Dans L’Express, Mitterrand raconte lui-même la dimension psychologique du piège, la mise en condition de la future victime par Pesquet (lire épisode 9). Il y a, dans ce texte, une musique, une plainte, une rage, une intelligence déployée. Les mots résonnent comme un murmure, persuadent, imprègnent et hurlent comme les plaintes d’une bête blessée. Il faut ragaillardir ce lecteur de L’Express qui vacille depuis une semaine.
« Oui, j’ai été leur dupe, commence Mitterrand. Voilà cinq ans qu’ils me guettaient. Voilà cinq ans que j’avançais entre les pièges et les traquenards. Et le jeudi soir 15 octobre, je suis tombé dans le guet-apens. » Les mots pourraient lancer un thriller.
Mitterrand reprend le fil des événements. Pesquet a mis en garde sa future victime. « Le temps du faux témoin, du faux papier et du vrai crime est revenu, écrit Mitterrand. Un temps implacable où la force et la haine ne font pas de quartier. C’est ce que j’ai oublié un instant. » Pesquet s’est inquiété de la sécurité de celui qu'il veut protéger contre ses commanditaires. Mitterrand a-t-il un garde en bas de son immeuble ? A-t-il éloigné ses fils ?
Tout de même, se demande le lecteur de L’Express : et la voiture identifiée et suivie, et l’itinéraire décrit d’avance ? « Pesquet reste évasif mais il s’intéresse au numéro de la voiture et à son itinéraire, explique Mitterrand. Il n’y a qu’une issue aisée en cas de poursuite dangereuse, c’est le square du Petit Luxembourg. S’il recueillait une indication, où Pesquet pourrait-il me toucher ? Chez Lipp, où j’ai l’habitude de me rendre », raconte Mitterrand. Mais « aucun rendez-vous n’est pris. À tout hasard, on verra bien. » Pesquet fait figure de manipulateur psychologique démoniaque et surdoué. Bien sûr, il ne répond pas à ce long assaut. Les médias donnent bien peu la parole à ce député poujadiste qui avait privilégié le pestiféré Rivarol pour dénoncer la mise en scène de l’attentat de l’Observatoire. À l’éternelle question, pourquoi Mitterrand menacé n’a-t-il pas appelé la police, le sénateur répond qu’il s’étonne bien « de ce mélange de précision et d’imprécision, mais il a déjà été coursé par des individus, la police l’a déçu ». L’ancien ministre livre un ouvrage de haute couture. Alors, ce soir-là, l'ancien ministre dîne chez lui, achète Paris Presse sur les Champs-Élysées et lit la prédiction de Lucien Neuwirth sur les commandos de tueurs prêts à abattre des cibles désignées. Cette menace dont Jean Cau écrivait qu'elle était inspirée par un certain... Mitterrand.

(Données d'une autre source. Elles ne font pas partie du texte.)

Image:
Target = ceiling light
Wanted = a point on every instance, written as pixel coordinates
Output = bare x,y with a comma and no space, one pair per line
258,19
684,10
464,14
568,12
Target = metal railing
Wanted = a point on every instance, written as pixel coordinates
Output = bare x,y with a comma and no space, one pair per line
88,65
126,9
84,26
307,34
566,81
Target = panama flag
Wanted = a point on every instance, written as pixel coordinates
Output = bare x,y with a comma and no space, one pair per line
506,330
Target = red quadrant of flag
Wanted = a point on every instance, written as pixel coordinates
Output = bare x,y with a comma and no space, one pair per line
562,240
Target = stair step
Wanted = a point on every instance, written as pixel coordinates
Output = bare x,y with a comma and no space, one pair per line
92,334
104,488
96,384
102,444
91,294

Le propriétaire de la 403 trouée de balles se pose comme la victime de ce terrorisme d’un genre nouveau. « Ce n’est pas pour rien que ces gredins étudient, certains depuis plus de vingt ans, les méthodes du terrorisme distingué, s’indigne-t-il. Ils ont leurs conseillers techniques formés par une carrière consacrée au service des poisons bactériologiques et des poisons plus subtils encore, dont on attend qu’ils défigurent et rongent l’honneur de ceux que l’on aime mieux vivants dans la souffrance que morts dans la paix. » Lorsqu’il s’aperçoit qu’une voiture suit la sienne, Mitterrand pense aussitôt que Pesquet avait raison. « J’ai cru d’un bout à l’autre à l’attentat réel », jure un Mitterrand trop bon, trop crédule. Mais à ce stade de son plaidoyer, Mitterrand politise la question, sort ses crocs, passe à l’offensive et se jette sur l’extrême droite, reprenant à dessein les accents de Zola. Ses véritables adversaires sont des politiques.

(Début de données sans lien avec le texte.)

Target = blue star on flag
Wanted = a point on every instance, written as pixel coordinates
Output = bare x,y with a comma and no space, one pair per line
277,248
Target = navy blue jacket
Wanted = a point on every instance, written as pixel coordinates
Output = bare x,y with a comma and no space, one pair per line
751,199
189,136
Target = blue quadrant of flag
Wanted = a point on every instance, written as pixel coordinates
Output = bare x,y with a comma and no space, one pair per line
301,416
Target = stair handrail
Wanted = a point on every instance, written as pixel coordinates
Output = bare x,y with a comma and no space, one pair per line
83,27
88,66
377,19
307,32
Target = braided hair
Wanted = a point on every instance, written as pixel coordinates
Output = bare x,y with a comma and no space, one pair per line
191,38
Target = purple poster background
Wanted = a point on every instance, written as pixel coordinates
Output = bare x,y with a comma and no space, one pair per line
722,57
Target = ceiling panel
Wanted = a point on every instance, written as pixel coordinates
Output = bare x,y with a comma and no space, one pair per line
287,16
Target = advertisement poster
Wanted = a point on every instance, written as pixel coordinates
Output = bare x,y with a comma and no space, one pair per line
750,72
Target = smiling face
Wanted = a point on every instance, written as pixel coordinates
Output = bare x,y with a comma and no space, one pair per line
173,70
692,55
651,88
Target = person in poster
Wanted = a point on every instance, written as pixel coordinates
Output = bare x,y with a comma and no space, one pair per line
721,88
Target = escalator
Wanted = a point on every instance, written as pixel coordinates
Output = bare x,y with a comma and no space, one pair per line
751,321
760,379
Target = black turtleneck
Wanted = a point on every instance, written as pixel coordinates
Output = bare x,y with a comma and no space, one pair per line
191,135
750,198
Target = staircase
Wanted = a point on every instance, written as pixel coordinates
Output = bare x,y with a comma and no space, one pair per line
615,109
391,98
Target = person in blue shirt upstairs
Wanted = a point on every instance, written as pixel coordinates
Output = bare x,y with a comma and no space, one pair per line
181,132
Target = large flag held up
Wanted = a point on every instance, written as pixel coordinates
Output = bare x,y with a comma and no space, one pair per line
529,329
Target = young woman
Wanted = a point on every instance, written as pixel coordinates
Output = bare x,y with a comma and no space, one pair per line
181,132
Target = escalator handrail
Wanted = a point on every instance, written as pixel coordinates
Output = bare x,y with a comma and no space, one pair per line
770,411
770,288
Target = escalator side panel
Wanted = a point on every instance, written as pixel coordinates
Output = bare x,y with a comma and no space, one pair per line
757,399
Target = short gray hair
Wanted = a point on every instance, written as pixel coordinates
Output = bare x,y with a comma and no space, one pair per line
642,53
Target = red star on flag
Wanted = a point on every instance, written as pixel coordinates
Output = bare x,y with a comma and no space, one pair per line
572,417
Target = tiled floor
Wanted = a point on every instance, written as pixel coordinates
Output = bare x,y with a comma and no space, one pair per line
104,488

« J’accuse et je les nomme : Tixier-Vignancour, Dides, Biaggi, Arrighi et Le Pen ont sorti les poignards de la guerre civile. » Sur deux pages, le sénateur fait exploser une extraordinaire violence verbale. Le jeune député de Paris Jean-Marie Le Pen, élu au sein du groupe de Tixier-Vignancour, a éventé le complot, la veille de la parution de Rivarol, dans une discussion avec des journalistes. Il était donc au courant et sans doute complice, assure Mitterrand. Le voilà embarqué dans l’affaire. Car l’extrême droite, qui s’estime utilisée pour dériver l’indignation, ne se laisse pas faire. (À suivre...)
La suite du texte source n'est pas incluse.